There are a slew of python modules and interfaces to do MCMC including:

emcee is fairly straightforward to use, so this demonstration is written to use that. pymultinest is worth investigating if you have large numbers of parameters (say, > 30) and/or multi-nodal solution spaces.

Required Packages

For this demo you should have the following packages installed (in addition to standard ones like numpy, scipy, matplotlib, and astropy):

Optionally, install the dust_emissivity package for the last section, on fitting a blackbody.

Demo Overview

This demo will proceed very simply, and will follow the emcee tutorial for fititng a line. At the end is a short, astrophysical example, which includes non-flat priors.

Preliminaries


In [113]:
%matplotlib inline
import numpy as np
import matplotlib.pyplot as plt
import emcee
import corner

Emcee has multithreadding support. Set this to the number of cores you would like to use. In this demo we will use the python multiprocessing module support built in to emcee. Emcee can also use MPI if you're working on a cluster and want to distribute the job across nodes. See the documentation for that.


In [114]:
nthreads = 3

Fitting a Line

Generate and Plot Some Random Data

Give it both x and y errors.


In [115]:
# define our true relation
m_true = 1.7
b_true = 2.7
f_true = 0.3

In [116]:
# generate some data
N = 30
x = np.sort(10*np.random.rand(N))
yerr = 0.2+0.6*np.random.rand(N)

y = m_true*x+b_true
y += np.abs(f_true*y) * np.random.randn(N)
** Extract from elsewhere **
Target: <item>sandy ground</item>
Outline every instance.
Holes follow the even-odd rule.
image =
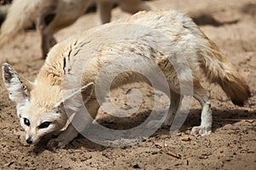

y += yerr * np.random.randn(N)

In [117]:
fig = plt.figure()
ax = fig.add_subplot(1, 1, 1)
ax.errorbar(x, y,
            yerr=yerr,
            ls='',
            marker='.',
            color='gray',
            label='Data')
ax.plot(x, m_true*x + b_true,
        color='black',
        ls='-',
        label='True Relation')
ax.set_ylabel('y', fontsize='x-large')
ax.set_xlabel('x', fontsize='x-large')
ax.minorticks_on()
ax.legend(loc='best')


Out[117]:
<matplotlib.legend.Legend at 0x11aecdf90>

Least-Squares Fit

(ignoring the x-errors)


In [118]:
A = np.vstack((np.ones_like(x), x)).T
C = np.diag(yerr * yerr)
cov = np.linalg.inv(np.dot(A.T, np.linalg.solve(C, A)))
b_ls, m_ls = np.dot(cov, np.dot(A.T, np.linalg.solve(C, y)))
print('Least squares fitting result:')
print('slope: {0:1.2f}'.format(m_ls))
print('y-intercept: {0:1.2f}'.format(b_ls))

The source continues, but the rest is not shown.